In a letter sent to the Commerce, Steel and Finance Ministers, she said "following the mining boom and ban imposed by the Chinese government on the imports of low grade Iron Ore having Fe less than 60%, iron ore miners have suddenly increased manifold their operations.
The Assocham president further said that Indian steel producers source from domestic miners with pricing parity equated to the spot export FOB-prices. In view of the high Chinese demand for Indian Iron Ore, aggravated by the oligopoly of the global mining majors, exports of Iron Ore from India have continued to remain in excess of 100 million tones.
Australia the 2nd largest global Iron Ore exporting country, has recently planned to levy a 40% Resource Rent Tax (super profit tax) uniformly across the mining sector. This is an extension of the taxation practices already being exercised by few countries such as Norway, Tajikistan, Latvia, Belarus and New Zealand, Assocham said.
The private Iron Ore miners, who are making a windfall profit through exports have created a myth that Iron Ore fines are lying in excess in the country and claim Indian steel industry is not equipped to use the same.
This is a total distortion of facts as most of the integrated steel plants using sinter and pallets where iron ore fines are extensively used. In fact higher usage of pallets and sinter go on to increase the efficiency of the iron making process, it said.
The second myth created by Iron Ore miners is that by increasing the export duty, Iron Ore exports will come down drastically and affect the economy adversely. According to Assocham, this argument is not tenable since we have seen during the economic downturn when the Iron Ore prices had crashed down to around $60, Iron Ore exports were not impacted at all and India still exported around a 100 million tonnes.
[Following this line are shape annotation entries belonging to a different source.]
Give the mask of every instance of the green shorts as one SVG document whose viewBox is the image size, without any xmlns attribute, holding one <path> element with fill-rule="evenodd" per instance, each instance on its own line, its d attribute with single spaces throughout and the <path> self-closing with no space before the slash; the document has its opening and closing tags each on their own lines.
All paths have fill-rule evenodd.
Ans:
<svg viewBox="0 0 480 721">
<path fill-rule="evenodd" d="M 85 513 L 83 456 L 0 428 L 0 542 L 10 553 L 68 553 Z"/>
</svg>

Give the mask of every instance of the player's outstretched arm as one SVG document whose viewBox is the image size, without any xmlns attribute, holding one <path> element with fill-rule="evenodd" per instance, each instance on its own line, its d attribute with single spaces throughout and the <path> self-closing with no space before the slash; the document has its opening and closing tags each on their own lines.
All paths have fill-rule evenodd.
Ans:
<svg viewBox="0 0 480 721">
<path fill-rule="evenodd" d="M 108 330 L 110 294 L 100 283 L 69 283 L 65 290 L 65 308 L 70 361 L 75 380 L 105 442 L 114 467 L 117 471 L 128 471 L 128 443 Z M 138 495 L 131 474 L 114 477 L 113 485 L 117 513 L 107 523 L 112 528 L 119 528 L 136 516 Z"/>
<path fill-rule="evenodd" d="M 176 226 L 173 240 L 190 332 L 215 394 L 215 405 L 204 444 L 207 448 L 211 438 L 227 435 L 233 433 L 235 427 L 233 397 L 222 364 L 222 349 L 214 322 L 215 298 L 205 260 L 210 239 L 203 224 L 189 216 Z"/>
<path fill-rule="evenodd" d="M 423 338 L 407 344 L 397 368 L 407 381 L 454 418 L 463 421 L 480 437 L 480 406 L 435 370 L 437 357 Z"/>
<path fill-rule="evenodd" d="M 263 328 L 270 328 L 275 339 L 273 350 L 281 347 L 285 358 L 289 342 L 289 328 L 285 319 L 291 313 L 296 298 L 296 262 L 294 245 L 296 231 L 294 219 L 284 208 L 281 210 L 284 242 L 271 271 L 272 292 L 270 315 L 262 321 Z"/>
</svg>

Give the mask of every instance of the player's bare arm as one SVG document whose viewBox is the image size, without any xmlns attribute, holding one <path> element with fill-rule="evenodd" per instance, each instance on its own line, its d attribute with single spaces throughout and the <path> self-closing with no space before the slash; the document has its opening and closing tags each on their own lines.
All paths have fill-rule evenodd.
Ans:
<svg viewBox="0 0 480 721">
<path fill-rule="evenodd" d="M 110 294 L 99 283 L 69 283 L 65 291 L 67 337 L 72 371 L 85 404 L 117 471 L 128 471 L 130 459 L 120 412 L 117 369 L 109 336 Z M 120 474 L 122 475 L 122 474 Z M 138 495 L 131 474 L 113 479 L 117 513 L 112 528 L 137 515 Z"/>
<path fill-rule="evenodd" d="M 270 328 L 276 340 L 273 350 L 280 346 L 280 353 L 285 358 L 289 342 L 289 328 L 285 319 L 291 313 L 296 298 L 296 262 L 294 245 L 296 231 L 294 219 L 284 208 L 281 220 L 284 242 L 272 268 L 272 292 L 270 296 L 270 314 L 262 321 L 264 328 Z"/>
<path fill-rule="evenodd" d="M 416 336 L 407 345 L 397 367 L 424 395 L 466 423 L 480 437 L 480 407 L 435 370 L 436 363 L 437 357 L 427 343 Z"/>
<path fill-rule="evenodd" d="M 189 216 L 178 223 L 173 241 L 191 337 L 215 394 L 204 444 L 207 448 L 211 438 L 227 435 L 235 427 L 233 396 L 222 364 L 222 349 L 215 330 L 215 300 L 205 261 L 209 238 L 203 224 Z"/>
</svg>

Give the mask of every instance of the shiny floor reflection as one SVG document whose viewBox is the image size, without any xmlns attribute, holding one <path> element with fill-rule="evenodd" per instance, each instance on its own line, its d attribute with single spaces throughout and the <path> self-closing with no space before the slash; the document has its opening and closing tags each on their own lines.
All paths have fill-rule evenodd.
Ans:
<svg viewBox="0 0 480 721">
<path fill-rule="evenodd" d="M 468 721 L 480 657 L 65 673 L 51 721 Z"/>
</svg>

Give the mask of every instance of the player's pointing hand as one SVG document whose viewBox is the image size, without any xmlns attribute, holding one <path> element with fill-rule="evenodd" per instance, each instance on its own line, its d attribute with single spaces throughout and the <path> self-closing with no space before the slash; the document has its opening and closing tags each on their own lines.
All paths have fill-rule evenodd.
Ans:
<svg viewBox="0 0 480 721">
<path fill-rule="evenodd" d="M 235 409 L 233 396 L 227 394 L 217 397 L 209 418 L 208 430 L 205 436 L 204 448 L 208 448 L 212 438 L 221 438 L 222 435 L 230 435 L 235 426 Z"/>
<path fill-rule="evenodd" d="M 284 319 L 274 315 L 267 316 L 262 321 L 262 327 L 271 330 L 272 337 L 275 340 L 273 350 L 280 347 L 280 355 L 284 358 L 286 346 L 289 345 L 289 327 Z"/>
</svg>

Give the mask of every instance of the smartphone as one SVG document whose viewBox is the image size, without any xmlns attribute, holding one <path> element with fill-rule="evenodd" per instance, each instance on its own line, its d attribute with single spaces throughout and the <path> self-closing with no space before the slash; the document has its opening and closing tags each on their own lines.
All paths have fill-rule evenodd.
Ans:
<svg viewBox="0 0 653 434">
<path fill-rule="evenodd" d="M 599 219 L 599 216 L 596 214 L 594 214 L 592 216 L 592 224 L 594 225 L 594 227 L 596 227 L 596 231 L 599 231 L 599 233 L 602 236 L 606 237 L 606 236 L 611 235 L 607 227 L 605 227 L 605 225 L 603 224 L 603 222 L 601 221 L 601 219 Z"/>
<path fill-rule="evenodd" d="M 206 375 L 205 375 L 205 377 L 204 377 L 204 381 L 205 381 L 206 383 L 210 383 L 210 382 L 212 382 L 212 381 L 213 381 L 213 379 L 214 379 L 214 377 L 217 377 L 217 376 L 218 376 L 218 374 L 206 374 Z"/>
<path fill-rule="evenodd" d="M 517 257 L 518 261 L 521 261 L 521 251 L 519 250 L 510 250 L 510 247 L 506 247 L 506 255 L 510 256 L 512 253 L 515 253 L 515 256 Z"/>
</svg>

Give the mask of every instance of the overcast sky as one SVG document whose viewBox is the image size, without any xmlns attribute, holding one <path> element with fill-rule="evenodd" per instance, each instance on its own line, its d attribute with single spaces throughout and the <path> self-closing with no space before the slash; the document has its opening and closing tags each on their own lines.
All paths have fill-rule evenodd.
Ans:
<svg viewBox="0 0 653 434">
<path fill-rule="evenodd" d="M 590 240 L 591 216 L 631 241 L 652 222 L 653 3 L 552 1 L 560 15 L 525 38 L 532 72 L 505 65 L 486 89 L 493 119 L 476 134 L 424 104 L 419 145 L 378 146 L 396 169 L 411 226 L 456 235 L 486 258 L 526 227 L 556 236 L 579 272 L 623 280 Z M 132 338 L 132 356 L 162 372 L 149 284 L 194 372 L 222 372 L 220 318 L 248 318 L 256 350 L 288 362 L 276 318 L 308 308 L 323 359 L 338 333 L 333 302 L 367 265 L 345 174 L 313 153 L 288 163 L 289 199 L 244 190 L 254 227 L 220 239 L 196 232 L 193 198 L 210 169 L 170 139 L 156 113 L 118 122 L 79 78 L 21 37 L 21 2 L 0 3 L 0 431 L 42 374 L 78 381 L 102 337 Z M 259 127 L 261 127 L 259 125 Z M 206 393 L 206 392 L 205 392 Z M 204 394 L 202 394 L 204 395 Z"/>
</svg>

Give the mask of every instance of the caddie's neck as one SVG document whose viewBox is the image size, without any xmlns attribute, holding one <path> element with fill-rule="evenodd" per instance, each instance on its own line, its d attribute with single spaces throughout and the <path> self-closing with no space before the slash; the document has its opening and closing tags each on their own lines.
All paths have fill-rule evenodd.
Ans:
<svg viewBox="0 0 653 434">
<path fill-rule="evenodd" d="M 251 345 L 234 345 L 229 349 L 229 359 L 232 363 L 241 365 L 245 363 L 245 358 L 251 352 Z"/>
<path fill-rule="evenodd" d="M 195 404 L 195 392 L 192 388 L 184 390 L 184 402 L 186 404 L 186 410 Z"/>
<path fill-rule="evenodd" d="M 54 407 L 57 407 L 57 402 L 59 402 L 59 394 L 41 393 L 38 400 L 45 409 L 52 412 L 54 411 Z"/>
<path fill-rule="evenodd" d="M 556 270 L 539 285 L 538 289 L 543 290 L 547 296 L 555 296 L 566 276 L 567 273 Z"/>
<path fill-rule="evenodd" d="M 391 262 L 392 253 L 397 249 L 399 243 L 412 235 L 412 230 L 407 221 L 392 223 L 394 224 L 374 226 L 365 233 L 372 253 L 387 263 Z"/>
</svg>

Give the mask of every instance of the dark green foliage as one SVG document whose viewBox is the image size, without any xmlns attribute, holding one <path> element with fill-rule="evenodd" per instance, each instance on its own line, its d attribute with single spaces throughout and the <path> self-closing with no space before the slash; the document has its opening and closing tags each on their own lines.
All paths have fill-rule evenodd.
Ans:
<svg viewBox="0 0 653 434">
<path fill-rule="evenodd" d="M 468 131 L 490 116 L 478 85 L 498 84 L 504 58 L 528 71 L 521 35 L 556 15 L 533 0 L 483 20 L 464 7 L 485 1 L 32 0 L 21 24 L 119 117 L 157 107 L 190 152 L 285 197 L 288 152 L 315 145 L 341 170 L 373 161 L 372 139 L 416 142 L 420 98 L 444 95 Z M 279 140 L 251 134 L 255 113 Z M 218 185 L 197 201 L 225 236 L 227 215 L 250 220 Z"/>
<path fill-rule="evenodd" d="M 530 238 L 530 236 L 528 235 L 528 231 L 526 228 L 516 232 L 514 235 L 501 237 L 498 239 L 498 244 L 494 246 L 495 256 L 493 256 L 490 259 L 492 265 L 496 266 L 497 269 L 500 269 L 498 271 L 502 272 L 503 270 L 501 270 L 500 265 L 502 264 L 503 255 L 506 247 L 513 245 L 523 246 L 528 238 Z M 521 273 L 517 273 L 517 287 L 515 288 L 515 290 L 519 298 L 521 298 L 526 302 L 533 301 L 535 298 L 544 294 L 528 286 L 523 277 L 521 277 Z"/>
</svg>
The Assocham President pointed out that Iron Ore and Coking Coal are the two primary input raw materials for manufacturing steel and contribute almost 65-70% of the total cost of production. In view of the constraints of availability and quality of domestic Coking Coal, integrated steel producers are compelled to import most of their requirements. Unfortunately, major global miners hold a strong oligopoly for Coking Coal and have been steering the market to their whims and fancies, the statement said.